Among a flurry of storage-related announcements at this year’s Google Cloud Next conference is what Google calls “ice cold storage.” This class of  archive-based cloud storage, designed for long-term data retention, uses the same APIs used by Google’s other storage methods for access and management. In other words, it is aimed at data that is truly dormant, without need for access of any type.

Some early generations of “cold”, “deep cold” or “icy” storage tiers and classes have been plagued by delays while waiting for data to be available for restore. In addition, there are often multiple steps involved based on policies similar to traditional hierarchical storage management (HSM) on-premise approaches. Google’s approach, which eliminates the need for a separate retrieval process and provides immediate, low-latency access to content, is an effort to avoid those issues and keep up with industry trends, said Greg Schulz, senior advisory analyst at StorageIO.

Th is new class of Google storage is worth being evaluated, Schulz said, with some caveats.

“It’s important to look beyond the cost per capacity and factor in the retrieval time–how long you wait for your data order to be ready–in addition to data transfer time–how fast you can move data,” he explained. It’s also important to understand the economics–not only the cost, but also additional fees for access, including data movement, listing and other metadata operations. Google has announced pricing starting at $1.23 per TB per month.

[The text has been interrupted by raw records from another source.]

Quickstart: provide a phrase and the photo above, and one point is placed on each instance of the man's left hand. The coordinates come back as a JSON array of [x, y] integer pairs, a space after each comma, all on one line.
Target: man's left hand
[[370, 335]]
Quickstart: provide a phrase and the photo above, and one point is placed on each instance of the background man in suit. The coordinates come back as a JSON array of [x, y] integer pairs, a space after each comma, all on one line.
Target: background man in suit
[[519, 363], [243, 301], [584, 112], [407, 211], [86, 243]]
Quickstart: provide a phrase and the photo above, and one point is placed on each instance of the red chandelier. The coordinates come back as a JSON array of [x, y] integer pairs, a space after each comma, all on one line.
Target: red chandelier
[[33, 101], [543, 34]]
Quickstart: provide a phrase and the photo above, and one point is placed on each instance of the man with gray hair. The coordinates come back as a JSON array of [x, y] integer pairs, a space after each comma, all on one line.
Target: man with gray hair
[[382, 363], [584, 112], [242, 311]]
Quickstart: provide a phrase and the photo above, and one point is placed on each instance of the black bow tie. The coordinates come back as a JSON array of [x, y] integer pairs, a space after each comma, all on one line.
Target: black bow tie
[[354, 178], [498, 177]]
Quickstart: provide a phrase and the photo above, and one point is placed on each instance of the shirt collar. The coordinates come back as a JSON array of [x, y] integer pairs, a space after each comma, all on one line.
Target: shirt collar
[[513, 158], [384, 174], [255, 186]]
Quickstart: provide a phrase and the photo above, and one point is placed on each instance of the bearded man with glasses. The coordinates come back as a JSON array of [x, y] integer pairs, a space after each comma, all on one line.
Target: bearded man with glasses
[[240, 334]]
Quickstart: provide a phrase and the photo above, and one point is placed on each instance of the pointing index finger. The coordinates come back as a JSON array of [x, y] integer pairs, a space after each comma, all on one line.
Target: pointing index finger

In addition to ice cold storage, Google has announced that Cloud Filestore, a managed file storage system, is now available and has increased read performance up to 1.2 GB/s throughput and 60k IOPS. By offering its own NFS file-based cloud storage access, Google joins other cloud providers in making their cloud storage platforms more compatible with customer applications, instead of forcing customers to change or adapt to the cloud.

Google also announced the availability of Regional Persistent Disk, which provides active-active synchronous disk replication across two zones in the same region. By placing the storage geographically closer to where the data is access by applications, users are likely to see better reliability as well as performance.

The company also has increased throughput limits per instance for Google Persistent Disk to 240 MB/s for writes and 240 MB/s for reads. In addition, the number of Persistent Disks that can be attached to a VM has increased to 128.